The Senate is unlikely to eliminate the filibusters over U.S. Supreme Court nominees because the confirmation hearings are too high profile, a Georgetown University Law Center professor said last week.

“I don’t think there’s much political incentive to do that,” Victoria Nourse said during a discussion at the law school on Jan. 28. “If there is something that somebody cares about in terms of politics, and that would have an effect on your senatorial campaign, it would be how you voted on a Supreme Court nomination.”

Nourse knows about gridlock in the Senate over judicial confirmations: She was a senior advisor for Vice President Joseph Biden when he was chairman of the Senate Judiciary Committee. Two years ago, her nomination to the U.S. Court of Appeals for the Seventh Circuit was blocked at the Senate Judiciary Committee level.

Senate Majority Leader Harry Reid (D-Nev.) changed the rules last year to strip the minority party of its ability to block judicial and executive nominees. Some congressional watchers have predicted the move meant Democrats had opened the door to changing the filibuster rules for Supreme Court nominees as well.

Nourse said Reid narrowly tailored it to exclude the Supreme Court because there hasn’t been a problem regarding the filibuster of Obama administration nominees to the high court.

“Both the politics and the history of Supreme Court nominations have had an enormous amount of attention paid to them,” Nourse said. “It’s politically salient and it’s highly visible, and there’s no indication the process is blocked.”

On the flip side, less visibility for district and circuit nominees means they will be more susceptible to Republican delay tactics, Nourse said.
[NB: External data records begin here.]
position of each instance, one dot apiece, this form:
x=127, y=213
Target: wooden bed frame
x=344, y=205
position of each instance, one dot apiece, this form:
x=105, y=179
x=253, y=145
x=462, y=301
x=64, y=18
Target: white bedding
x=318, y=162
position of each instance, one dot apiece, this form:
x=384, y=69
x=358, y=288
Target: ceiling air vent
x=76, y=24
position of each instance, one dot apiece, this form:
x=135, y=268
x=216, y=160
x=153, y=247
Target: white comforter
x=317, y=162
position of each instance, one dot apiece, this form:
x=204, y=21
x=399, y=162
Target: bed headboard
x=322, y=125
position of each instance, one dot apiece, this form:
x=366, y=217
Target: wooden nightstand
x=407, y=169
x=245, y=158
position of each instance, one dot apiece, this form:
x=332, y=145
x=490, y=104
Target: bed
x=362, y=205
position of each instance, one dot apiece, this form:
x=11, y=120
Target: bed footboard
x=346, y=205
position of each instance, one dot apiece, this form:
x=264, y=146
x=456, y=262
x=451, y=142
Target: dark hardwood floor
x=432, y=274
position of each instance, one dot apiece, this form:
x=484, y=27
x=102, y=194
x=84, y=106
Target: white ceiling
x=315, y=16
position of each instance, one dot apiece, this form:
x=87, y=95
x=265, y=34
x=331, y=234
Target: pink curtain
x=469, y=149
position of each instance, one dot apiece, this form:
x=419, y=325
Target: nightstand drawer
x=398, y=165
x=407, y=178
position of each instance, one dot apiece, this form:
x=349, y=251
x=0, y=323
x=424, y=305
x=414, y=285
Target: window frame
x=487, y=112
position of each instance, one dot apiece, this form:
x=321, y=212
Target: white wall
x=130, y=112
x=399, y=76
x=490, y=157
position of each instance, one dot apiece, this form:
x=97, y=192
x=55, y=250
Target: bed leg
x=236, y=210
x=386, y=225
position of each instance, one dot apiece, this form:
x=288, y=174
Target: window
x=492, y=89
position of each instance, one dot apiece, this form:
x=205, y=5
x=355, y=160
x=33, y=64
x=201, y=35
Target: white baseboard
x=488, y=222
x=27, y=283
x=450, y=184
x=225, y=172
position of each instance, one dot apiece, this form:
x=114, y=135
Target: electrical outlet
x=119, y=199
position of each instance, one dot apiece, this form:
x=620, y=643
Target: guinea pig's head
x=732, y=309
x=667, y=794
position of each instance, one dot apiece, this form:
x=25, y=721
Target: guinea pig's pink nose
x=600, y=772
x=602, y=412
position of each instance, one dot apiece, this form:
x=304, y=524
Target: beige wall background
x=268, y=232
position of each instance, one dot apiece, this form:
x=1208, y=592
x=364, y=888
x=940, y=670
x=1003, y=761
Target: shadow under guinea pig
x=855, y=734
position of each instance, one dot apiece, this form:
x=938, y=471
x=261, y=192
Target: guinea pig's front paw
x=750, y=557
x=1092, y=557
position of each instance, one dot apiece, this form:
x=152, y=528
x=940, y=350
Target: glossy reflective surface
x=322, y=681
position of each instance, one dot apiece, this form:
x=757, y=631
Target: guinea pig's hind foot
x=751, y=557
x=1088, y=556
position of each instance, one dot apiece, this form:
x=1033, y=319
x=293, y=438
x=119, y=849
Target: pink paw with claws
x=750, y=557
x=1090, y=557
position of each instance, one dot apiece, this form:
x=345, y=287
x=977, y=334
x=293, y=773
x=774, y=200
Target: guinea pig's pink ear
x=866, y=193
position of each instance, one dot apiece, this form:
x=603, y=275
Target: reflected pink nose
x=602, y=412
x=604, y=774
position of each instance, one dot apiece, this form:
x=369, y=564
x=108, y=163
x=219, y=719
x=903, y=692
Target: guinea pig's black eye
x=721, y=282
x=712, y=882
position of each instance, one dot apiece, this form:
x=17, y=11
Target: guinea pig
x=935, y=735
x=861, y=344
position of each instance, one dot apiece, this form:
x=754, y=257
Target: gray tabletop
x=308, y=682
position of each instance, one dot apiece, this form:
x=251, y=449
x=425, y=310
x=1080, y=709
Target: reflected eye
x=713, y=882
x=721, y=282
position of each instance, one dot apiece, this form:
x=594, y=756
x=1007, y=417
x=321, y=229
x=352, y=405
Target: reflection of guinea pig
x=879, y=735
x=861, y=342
She predicted the expanded use of the blue-slip process, where home-state senators can block a nominee the White House wants to push forward.

“I think you’ll see a shift to that terrain if someone is seen as ideologically outside the mainstream,” Nourse said. “They can be bottled up in committee very easily actually.”

Another way Republicans can delay nominations, Nourse said, is at the state-level before the White House has announced a nomination. In some states, commissions make recommendations to fill judicial vacancies.

“You can delay in the home state as well and that puts pressure on the president to determine how the president’s going to deal with those nominating commissions,” Nourse said. “That’s even less visible to some extent. It’s going to be very hard for people to actually see that happening in the same way you see the filibuster on the floor.”